Blood and lymphatic vessel networks form two arms of the vertebrate cardiovascular system that play complementary roles in body homeostasis maintenance and multiple diseases. Lymphatic vessels are lined with lymphatic endothelial cells (LECs), which represent a distinct endothelial cell lineage characterized by a specific transcriptional and metabolic program. The general functions of lymphatic vessels in fluid transport and immunosurveillance are well recognized, as is their specialization into capillaries, serving as an entrance point of interstitial components and immune cells and collecting vessels that deliver lymph to lymph nodes (LNs) and blood circulation. It is becoming increasingly clear that adult lymphatic vessels, exposed to different organ-specific environments, acquire distinct characteristics and in turn execute multiple tissue-specific functions.
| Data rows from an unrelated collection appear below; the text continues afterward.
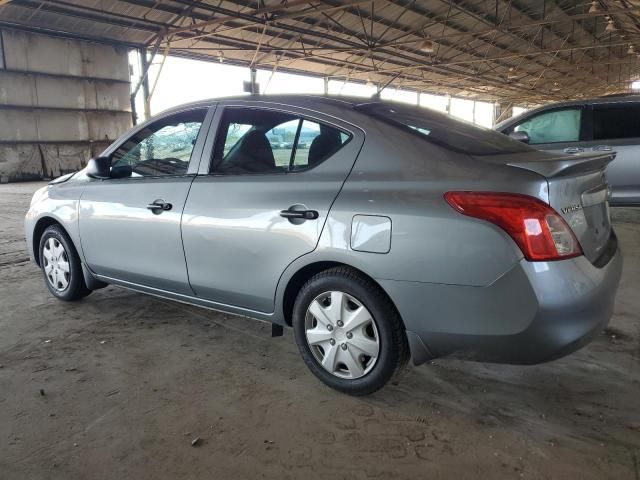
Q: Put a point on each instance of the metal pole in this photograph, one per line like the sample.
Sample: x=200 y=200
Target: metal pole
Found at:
x=254 y=83
x=145 y=83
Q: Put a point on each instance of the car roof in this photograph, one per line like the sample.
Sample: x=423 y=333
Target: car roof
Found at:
x=301 y=100
x=611 y=99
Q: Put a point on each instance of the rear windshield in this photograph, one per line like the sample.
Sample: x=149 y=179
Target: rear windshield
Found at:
x=445 y=131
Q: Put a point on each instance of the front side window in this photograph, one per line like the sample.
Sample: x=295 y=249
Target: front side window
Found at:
x=553 y=127
x=162 y=148
x=254 y=141
x=619 y=121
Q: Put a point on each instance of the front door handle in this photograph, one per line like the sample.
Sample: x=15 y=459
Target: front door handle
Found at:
x=159 y=206
x=573 y=150
x=602 y=148
x=301 y=214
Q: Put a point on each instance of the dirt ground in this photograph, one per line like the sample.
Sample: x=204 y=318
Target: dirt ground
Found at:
x=119 y=385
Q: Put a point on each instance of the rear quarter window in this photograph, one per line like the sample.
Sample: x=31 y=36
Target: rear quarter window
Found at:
x=445 y=131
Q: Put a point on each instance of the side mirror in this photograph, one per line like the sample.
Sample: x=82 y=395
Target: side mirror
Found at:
x=521 y=136
x=99 y=167
x=122 y=171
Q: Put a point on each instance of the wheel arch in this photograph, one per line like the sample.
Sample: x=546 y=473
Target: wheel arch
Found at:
x=38 y=230
x=304 y=273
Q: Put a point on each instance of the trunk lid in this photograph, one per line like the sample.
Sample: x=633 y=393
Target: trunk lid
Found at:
x=578 y=191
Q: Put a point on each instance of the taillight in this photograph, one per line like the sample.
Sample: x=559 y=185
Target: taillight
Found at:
x=536 y=228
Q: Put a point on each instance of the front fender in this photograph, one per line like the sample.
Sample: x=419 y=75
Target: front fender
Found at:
x=58 y=203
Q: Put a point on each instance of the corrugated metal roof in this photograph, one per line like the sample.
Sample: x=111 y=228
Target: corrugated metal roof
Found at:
x=515 y=51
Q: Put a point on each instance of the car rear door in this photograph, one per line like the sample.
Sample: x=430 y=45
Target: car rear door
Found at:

This Review provides an overview of the recent advances in our understanding of new functions of adult mammalian lymphatic vessels, such as immunomodulation, contribution to neurodegenerative and neuroinflammatory diseases, and response to anticancer therapies. LN LECs have been shown to archive antigens and directly regulate immune cell properties, including immune cell survival and positioning within the LN. Rediscovery of meningeal lymphatic vessels has uprooted the dogma of brain immune privilege, and these vessels now emerge as key regulators of neuroinflammation and neurodegeneration. Intestinal lacteals display distinct cellular characteristics that make them especially suitable for dietary fat uptake and designate them as promising targets for the treatment of obesity. Tumor lymphatics have long been recognized as conduits for metastatic cell dissemination; however, recent data show that lymphatic vessels have multiple additional functions, such as forming metastatic cancer cell niches but also controlling productive response to antitumor immune therapies. Last, discovery of vascular beds with hybrid blood and lymphatic characteristics, such as the Schlemm’s canal in the eye and the kidney ascending vasa recta, underscores the degree and potential of endothelial cell plasticity.

Molecular characteristics of organ-specific vascular beds and understanding their organotypic functions are among the current fundamental questions of vascular biology. Emerging evidence points to the major contribution of lymphatic vessels, a vascular system generally associated only with tissue-drainage functions. High-resolution analyses of endothelial heterogeneity and organotypic lymphatic vessel architecture, in addition to deciphering the molecular codes that LECs use for communication with other cell types, are necessary to fully understand the role of lymphatics in organ physiology and pathology. Integration of such knowledge with research from other fields, such as immunology and bioengineering, will uncover new possibilities for promoting tissue regeneration and developing new therapies for cancer, obesity, neuroinflammation, and neurodegeneration.

(Left) Small intestine. Shown are LYVE-1⁺ (green) lacteal, CD31⁺(red) capillary plexus, and α-smooth actin⁺ (blue) longitudinal smooth muscle cells. (Middle) Meninges. Shown are LYVE-1⁺ (green) and VEGFR3⁺ (blue) lymphatic vessels and CD31⁺ (red) blood vessels. (Right) LN. Shown are LYVE-1⁺ (green) lymphatic vessels and CD31⁺(red) blood vessels, including high endothelial venules.